Nobel Prize-Winning Economist/Policy Entrepreneur/Former "World Bank" Chief Economist, Paul Romer, Shares His Economic Outlook For The Rest Of 2021

"If you look back at the recoveries from the last two big recessions, the recovery from the financial crisis, the recovery from the recession, the beginning of the 2000s, in neither case, did we get back to the point we should've gotten back to, which is what the labor market looked like in the late 1990s. This was a tight labor market..the employment to population ratio was higher than it's been ever since. And the tight labor market meant that wages were going up faster for low skilled workers. So we failed to recover sufficiently from the last two crises, and it's going to take a long time to recover from this much bigger crisis of the pandemic. So I think people who are saying, oh my God, we might be recovering too fast, or we're going to go too far, that is not the thing we need to be worried about. The thing we need to worry about is that we lose our commitment to full recovery too soon. And we can't measure recovery here by the stock market. We gotta measure it by what's going on in the labor market. And forget about unemployment, it's a bad metric. The thing people should look at..look for the employment to population ratio for prime age adults, basically twenty-five to fifty-five. And you'll see that we've never gotten back to where it was in the late 1990s. That's gotta be our goal, and it's going to take pretty active measures to get there.”

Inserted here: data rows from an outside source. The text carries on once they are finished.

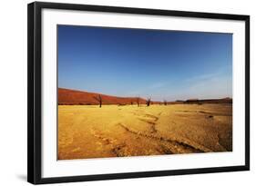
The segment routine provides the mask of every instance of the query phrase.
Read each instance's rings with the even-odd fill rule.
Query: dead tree
[[[138,104],[138,106],[139,107],[140,106],[140,103],[139,103],[139,97],[137,97],[137,104]]]
[[[151,97],[148,98],[148,100],[146,101],[147,106],[149,106],[150,103],[151,103]]]
[[[96,100],[98,102],[98,103],[99,103],[99,108],[101,108],[101,104],[102,104],[102,97],[101,97],[101,95],[98,94],[97,97],[97,96],[94,96],[94,99],[96,99]]]
[[[164,100],[164,105],[167,105],[167,101],[166,100]]]

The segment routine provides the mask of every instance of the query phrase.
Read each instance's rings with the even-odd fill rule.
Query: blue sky
[[[155,101],[232,97],[232,34],[58,25],[58,87]]]

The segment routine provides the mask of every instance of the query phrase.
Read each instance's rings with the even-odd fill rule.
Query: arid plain
[[[232,103],[58,105],[58,160],[232,151]]]

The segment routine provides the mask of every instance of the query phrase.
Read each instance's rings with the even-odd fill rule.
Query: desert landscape
[[[148,105],[58,89],[58,160],[232,151],[230,98]]]

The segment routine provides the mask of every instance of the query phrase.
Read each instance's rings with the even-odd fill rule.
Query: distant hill
[[[85,91],[76,91],[65,88],[58,88],[58,104],[73,105],[73,104],[98,104],[97,98],[98,95],[102,97],[102,104],[137,104],[137,97],[118,97],[113,95],[106,95],[97,93],[88,93]],[[146,103],[146,100],[139,98],[141,104]],[[151,102],[153,104],[162,104],[161,102]],[[200,104],[200,103],[232,103],[231,98],[223,99],[189,99],[186,101],[177,100],[175,102],[168,102],[168,104]]]
[[[169,104],[202,104],[202,103],[232,103],[232,98],[226,97],[220,99],[189,99],[186,101],[177,100],[175,102],[169,102]]]
[[[102,97],[103,104],[137,104],[137,97],[117,97],[97,93],[76,91],[58,88],[58,104],[98,104],[95,97]],[[146,103],[146,100],[139,98],[140,103]]]

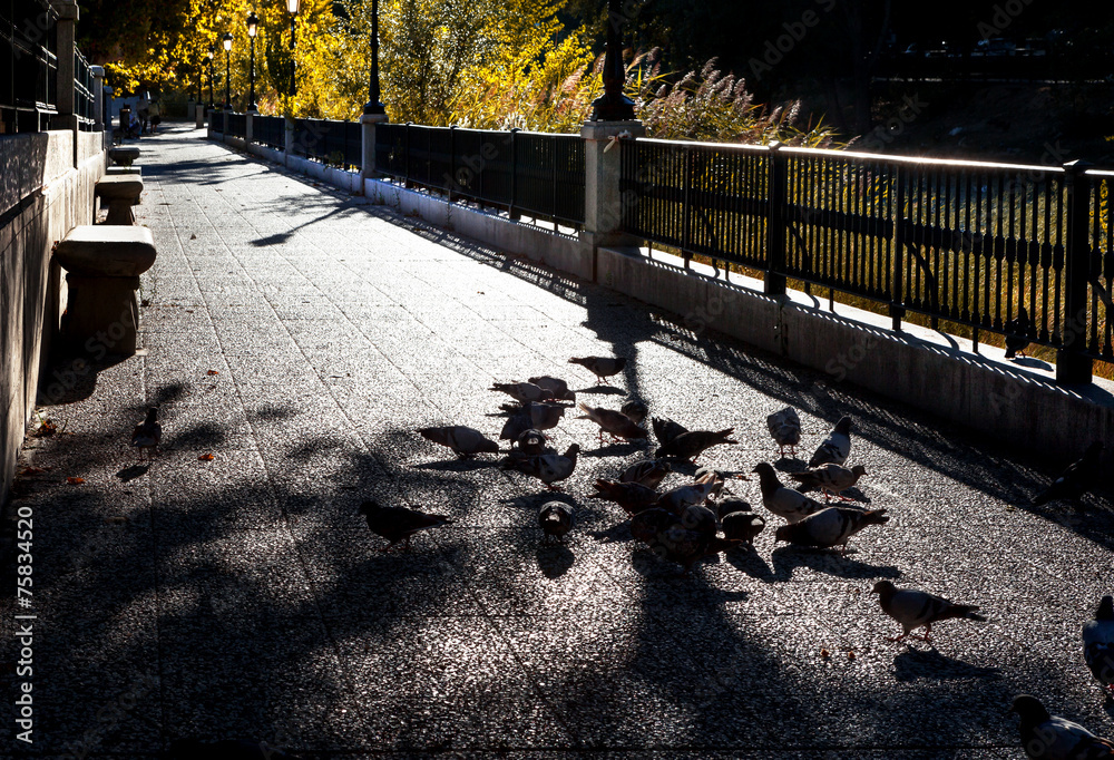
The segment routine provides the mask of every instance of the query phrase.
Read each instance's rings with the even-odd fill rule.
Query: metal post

"AT&T Business" CEO, Anne Chow, Explains How 5G Technology Will Bring About Major Advancements In Telehealth

“5G will take this to a new level. It's not just about establishing conductivity across different brick and mortar facilities. We're now talking about and working with clients around remote patient monitoring and mobile health applications. So if you can envision, we've heard the term internet of things. Well, the internet of medical things will help support the advancement in healthcare right around artificial intelligence, remote medical learning, remote patient monitoring. If you are no longer bound to have to go to, let's say, a hospital or a doctor's office, and if doctors and your healthcare providers can actually reach you and take care of you and monitor you wherever you are, but especially when you're at home, right? I mean, how might that evolve? Another use case that we're partnering with is VITAS, which is the leading hospice provider in the country today is a 5G use case using virtual and augmented reality to help manage chronic pain and anxiety in hospice patients. And this is a very powerful use case that we didn't really anticipate. And I think this is one of the exciting things about 5g today is that we're innovating and co-creating with our clients. And we are largely shaping the future because a lot of this is true innovation. We're not quite sure what will stick, but the ability to innovate together, and shape what the future will be is incredibly powerful.”